然而,当我将这两个查询与自然连接放在一起时,我得到了笛卡尔积(3 x 6 = 18):

mysql> select COUNT(all_licenses.lid) as all_licenses_count, COUNT(unassigned.lid) as unassigned_count FROM license_assignments unassigned, license_assignments all_licenses WHERE unassigned.lid = 2 AND unassigned.uid IS NULL AND all_licenses.lid = 2;
+--------------------+------------------+
| all_licenses_count | unassigned_count |
+--------------------+------------------+
|                 18 |               18 |
+--------------------+------------------+
1 row in set (0.00 sec)

想我只需要添加一个GROUP BY,我这样做了,但它没有帮助:

mysql> select COUNT(all_licenses.lid) as all_licenses_count, COUNT(unassigned.lid) as unassigned_count FROM license_assignments unassigned, license_assignments all_licenses WHERE unassigned.lid = 2 AND unassigned.uid IS NULL AND all_licenses.lid = 2 GROUP BY all_licenses.lid, unassigned.lid;
+--------------------+------------------+
| all_licenses_count | unassigned_count |
+--------------------+------------------+
|                 18 |               18 |
+--------------------+------------------+
1 row in set (0.00 sec)

然后我认为天然连接让我绊倒,所以我尝试了内连接:

mysql> select COUNT(all_licenses.lid) as all_licenses_count, COUNT(unassigned.lid) as unassigned_count FROM license_assignments unassigned INNER JOIN license_assignments all_licenses ON all_licenses.lid = unassigned.lid WHERE unassigned.uid IS NULL;
+--------------------+------------------+
| all_licenses_count | unassigned_count |
+--------------------+------------------+
|                 18 |               18 |
+--------------------+------------------+
1 row in set (0.00 sec)

我没理解什么?我期望执行一个查询,给我这个结果:

mysql> select COUNT( ... ;
+--------------------+------------------+
| all_licenses_count | unassigned_count |
+--------------------+------------------+
|                 6 |               3 |
+--------------------+------------------+
1 row in set (0.00 sec)

但我的定理理论显然是生锈的。

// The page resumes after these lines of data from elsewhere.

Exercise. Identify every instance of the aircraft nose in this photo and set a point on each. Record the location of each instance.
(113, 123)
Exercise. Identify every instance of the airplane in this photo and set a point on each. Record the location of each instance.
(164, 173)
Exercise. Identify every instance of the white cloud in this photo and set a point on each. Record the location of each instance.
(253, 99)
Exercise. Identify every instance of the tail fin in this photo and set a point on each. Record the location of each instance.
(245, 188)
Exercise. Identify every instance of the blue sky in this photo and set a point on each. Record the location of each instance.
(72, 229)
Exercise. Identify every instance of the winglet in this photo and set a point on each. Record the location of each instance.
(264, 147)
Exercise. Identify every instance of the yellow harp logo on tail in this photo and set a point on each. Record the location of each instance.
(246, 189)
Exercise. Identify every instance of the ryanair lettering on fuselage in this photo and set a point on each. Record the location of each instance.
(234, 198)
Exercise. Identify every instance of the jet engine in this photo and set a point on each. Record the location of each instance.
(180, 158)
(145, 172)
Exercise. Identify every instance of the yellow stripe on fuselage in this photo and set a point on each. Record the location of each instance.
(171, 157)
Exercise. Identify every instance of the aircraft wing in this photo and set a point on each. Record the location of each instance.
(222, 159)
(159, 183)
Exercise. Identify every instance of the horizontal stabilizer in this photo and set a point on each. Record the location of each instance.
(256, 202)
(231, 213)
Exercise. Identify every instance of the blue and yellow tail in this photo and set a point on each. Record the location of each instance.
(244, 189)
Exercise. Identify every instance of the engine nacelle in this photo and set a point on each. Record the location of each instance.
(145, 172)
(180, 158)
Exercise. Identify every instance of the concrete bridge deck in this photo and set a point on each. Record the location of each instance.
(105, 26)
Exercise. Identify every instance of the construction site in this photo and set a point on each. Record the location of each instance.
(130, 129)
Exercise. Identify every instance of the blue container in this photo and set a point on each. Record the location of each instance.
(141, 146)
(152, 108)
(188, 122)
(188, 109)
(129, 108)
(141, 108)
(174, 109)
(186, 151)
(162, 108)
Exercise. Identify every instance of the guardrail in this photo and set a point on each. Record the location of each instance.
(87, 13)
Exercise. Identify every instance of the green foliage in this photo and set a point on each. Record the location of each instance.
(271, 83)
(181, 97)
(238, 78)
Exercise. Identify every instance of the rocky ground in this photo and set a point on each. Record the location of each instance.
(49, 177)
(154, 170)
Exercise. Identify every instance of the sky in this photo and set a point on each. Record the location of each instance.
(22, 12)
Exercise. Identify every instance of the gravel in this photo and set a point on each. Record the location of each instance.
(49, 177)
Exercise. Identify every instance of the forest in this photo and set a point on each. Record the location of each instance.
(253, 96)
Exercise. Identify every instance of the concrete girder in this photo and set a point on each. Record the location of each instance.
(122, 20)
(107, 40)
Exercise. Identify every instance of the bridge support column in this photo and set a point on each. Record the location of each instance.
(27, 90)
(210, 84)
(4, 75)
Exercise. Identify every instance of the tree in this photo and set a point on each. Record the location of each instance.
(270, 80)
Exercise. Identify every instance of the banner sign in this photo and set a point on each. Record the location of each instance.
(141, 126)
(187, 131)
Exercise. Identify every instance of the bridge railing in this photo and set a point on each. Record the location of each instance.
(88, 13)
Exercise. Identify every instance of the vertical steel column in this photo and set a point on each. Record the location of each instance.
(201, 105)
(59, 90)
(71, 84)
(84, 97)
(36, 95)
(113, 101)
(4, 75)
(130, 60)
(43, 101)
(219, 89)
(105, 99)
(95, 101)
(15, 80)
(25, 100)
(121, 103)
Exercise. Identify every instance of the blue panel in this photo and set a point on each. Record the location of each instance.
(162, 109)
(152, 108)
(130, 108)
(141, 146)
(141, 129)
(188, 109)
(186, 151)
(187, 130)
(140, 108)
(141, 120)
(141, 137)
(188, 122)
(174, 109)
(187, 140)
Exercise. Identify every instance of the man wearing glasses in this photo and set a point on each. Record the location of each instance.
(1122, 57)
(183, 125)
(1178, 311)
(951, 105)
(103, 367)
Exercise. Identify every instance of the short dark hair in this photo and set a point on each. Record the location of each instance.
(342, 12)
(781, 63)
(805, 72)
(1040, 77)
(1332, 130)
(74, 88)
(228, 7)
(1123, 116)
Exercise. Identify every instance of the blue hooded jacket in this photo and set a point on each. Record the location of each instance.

我需要做什么?

顺便说一句:

mysql> select version();
+-------------------+
| version()         |
+-------------------+
| 5.5.31-1~dotdeb.0 |
+-------------------+

3 个答案:

答案 0 :(得分:2)

查询比你想象的要简单得多:)

SELECT
  COUNT(*) all_licenses_count,
  COUNT(*) - COUNT(uid) unassigned_count
FROM license_assignments
WHERE lid = 2

COUNT(*)计算行数,而COUNT(uid)计算uid非空行的行。

输出:

| ALL_LICENSES_COUNT | UNASSIGNED_COUNT |
|--------------------|------------------|
|                  6 |                3 |

小提琴here

答案 1 :(得分:1)

正如上面提到的@Mike Brant,您不需要仅仅COUNT()来加入。不确定为什么你需要加入,无论如何你想要,你缺少加入条件。这是一个例子。

SELECT
  unassigned.lid, unassigned.delta
FROM
  license_assignments unassigned JOIN
  license_assignments all_licenses 
  ON unassigned.lid = all_licenses.lid AND unassigned.delta = all_licenses.delta
WHERE
  unassigned.lid = 2 
  AND unassigned.uid IS NULL 
  AND all_licenses.lid = 2
+-----+-------+
| lid | delta |
+-----+-------+
|   2 |     4 |
|   2 |     5 |
|   2 |     6 |
+-----+-------+
3 rows in set (0.00 sec)

如果你检查下面的查询,你可以找出问题所在。

SELECT uid, lid, delta 
FROM license_assignments all_licenses
WHERE lid = 2;
+------+-----+-------+
| uid  | lid | delta |
+------+-----+-------+
|    1 |   2 |     1 |
|    1 |   2 |     2 |
|    1 |   2 |     3 |
| NULL |   2 |     4 |
| NULL |   2 |     5 |
| NULL |   2 |     6 |
+------+-----+-------+
6 rows in set (0.00 sec)

SELECT uid, lid, delta 
FROM license_assignments all_licenses
WHERE lid = 2 AND uid IS NULL;
+------+-----+-------+
| uid  | lid | delta |
+------+-----+-------+
| NULL |   2 |     4 |
| NULL |   2 |     5 |
| NULL |   2 |     6 |
+------+-----+-------+
3 rows in set (0.00 sec)

答案 2 :(得分:1)

你得到的是笛卡尔积,因为一组是六行,盖子= 2,另一组有三行,盖子= 2。集合中的每一行都与另一组中的每一行匹配。

这里JOIN的问题是你需要保证第一组中的一行最多匹配第二组中的一行......你需要一个UNIQUE键上的连接谓词。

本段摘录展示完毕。